1 Introduction to Amazon Redshift Serverless

“Hey, what’s a data warehouse?” John Doe, CEO and co-founder of Red.wines, a fictional specialty wine e-commerce company, asked Tathya Vishleshak*, the company’s CTO. John, who owned a boutique winery, had teamed up with Tathya for the project. The company’s success surged during the pandemic, driven by social media and the stay-at-home trend. John wanted detailed data analysis to align inventory and customer outreach. However, there was a problem – producing this analysis was slowing down their online transaction processing (OLTP) database.

“A data warehouse is like a big database where we store different data for a long time to find insights and make decisions,” Tathya explained.

John had a concern, “Sounds expensive; we’re already paying for unused warehouse space. Can we afford it?”

Tathya reassured him, “You’re right, but there are cloud data warehouses such as Amazon Redshift Serverless that let you pay as you use.”

Expanding on this, this chapter introduces data warehousing and Amazon Redshift. We’ll cover Amazon Redshift Serverless basics, such as namespaces and workgroups, and guide you in creating a data warehouse. Amazon Redshift can gather data from various sources, mainly Amazon Simple Storage Service (S3).

As we go through this chapter, you’ll learn about a crucial aspect of this, the AWS Identity and Access Management (IAM) role, needed for loading data from S3. This role connects to your Serverless namespace for smooth data transfer. You’ll also learn how to load sample data and run queries using Amazon Redshift query editor. Our goal is to make it simple and actionable, so you’re confident in navigating this journey.

Tathya Vishleshak

The phrase 'Tathya Vishleshak' can be loosely interpreted to reflect the concept of a data analyst in Sanskrit/Hindi. However, it's important to note that this is not a precise or established translation, but rather an attempt to convey a similar meaning based on the individual meanings of the words 'Tathya' and 'Vishleshak' in Sanskrit.

Additionally, Amazon Redshift is used to analyze structured and unstructured data in data warehouses, operational databases, and data lakes. It’s employed for traditional data warehousing, business intelligence, real-time analytics, and machine learning/predictive analytics. Data analysts and developers use Redshift data with machine learning (ML) models for tasks such as predicting customer behavior. Amazon Redshift ML streamlines this process using familiar SQL commands.

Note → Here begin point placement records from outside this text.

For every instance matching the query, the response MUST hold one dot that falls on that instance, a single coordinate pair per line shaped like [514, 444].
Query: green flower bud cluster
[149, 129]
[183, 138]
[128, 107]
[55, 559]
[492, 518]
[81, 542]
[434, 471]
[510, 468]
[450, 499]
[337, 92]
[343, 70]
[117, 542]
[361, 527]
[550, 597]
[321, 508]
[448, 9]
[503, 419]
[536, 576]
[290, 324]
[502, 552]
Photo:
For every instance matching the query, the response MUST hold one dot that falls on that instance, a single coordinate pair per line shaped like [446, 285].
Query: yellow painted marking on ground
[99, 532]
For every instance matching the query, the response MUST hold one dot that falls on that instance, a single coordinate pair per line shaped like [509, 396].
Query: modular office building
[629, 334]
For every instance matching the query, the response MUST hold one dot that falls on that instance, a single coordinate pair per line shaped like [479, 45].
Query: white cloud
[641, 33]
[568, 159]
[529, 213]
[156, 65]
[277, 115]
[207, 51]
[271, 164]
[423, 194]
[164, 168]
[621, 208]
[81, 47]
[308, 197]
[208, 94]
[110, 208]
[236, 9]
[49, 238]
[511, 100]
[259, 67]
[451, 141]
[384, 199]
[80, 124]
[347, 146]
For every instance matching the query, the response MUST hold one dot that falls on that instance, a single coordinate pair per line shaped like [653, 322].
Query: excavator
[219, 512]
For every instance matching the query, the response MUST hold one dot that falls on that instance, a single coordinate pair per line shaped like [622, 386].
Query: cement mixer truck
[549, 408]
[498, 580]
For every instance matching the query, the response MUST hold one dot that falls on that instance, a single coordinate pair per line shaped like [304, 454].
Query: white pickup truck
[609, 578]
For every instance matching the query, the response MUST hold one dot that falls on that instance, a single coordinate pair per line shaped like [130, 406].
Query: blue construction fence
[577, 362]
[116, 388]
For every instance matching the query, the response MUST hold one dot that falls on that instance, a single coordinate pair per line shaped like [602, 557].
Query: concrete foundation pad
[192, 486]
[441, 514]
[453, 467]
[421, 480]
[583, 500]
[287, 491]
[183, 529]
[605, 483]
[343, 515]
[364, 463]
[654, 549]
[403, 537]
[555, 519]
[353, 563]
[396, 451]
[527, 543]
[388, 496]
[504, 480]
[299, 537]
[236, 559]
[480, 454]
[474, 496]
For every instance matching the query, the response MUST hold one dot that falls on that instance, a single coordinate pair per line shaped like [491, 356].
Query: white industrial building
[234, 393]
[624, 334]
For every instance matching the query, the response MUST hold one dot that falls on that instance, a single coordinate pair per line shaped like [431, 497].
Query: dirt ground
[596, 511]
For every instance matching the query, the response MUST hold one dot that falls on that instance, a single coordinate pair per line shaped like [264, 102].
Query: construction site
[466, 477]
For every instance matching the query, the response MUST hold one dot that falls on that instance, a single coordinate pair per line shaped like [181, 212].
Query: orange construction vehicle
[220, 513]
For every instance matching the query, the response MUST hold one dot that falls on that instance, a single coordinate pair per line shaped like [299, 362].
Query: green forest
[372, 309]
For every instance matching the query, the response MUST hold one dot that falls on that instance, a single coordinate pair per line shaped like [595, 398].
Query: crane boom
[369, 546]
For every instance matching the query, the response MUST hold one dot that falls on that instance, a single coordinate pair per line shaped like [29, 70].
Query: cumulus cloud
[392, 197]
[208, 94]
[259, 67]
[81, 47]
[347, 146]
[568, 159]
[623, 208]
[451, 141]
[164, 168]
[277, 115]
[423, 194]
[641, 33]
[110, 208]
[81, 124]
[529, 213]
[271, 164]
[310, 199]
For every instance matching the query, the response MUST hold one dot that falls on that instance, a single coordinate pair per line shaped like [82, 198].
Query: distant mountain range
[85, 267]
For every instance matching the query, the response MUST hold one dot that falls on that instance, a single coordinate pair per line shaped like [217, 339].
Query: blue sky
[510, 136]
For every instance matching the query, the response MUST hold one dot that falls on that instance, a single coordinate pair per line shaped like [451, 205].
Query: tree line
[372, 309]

The book delves into ML, explaining supervised and unsupervised training. You’ll learn about problem-solving with binary classification, multi-class classification, and regression using real-world examples. You’ll also discover how to create deep learning models and custom models with XGBoost, as well as use time series forecasting. The book also covers in-database and remote inferences using existing models, applying ML for predictive analytics, and operationalizing machine learning models.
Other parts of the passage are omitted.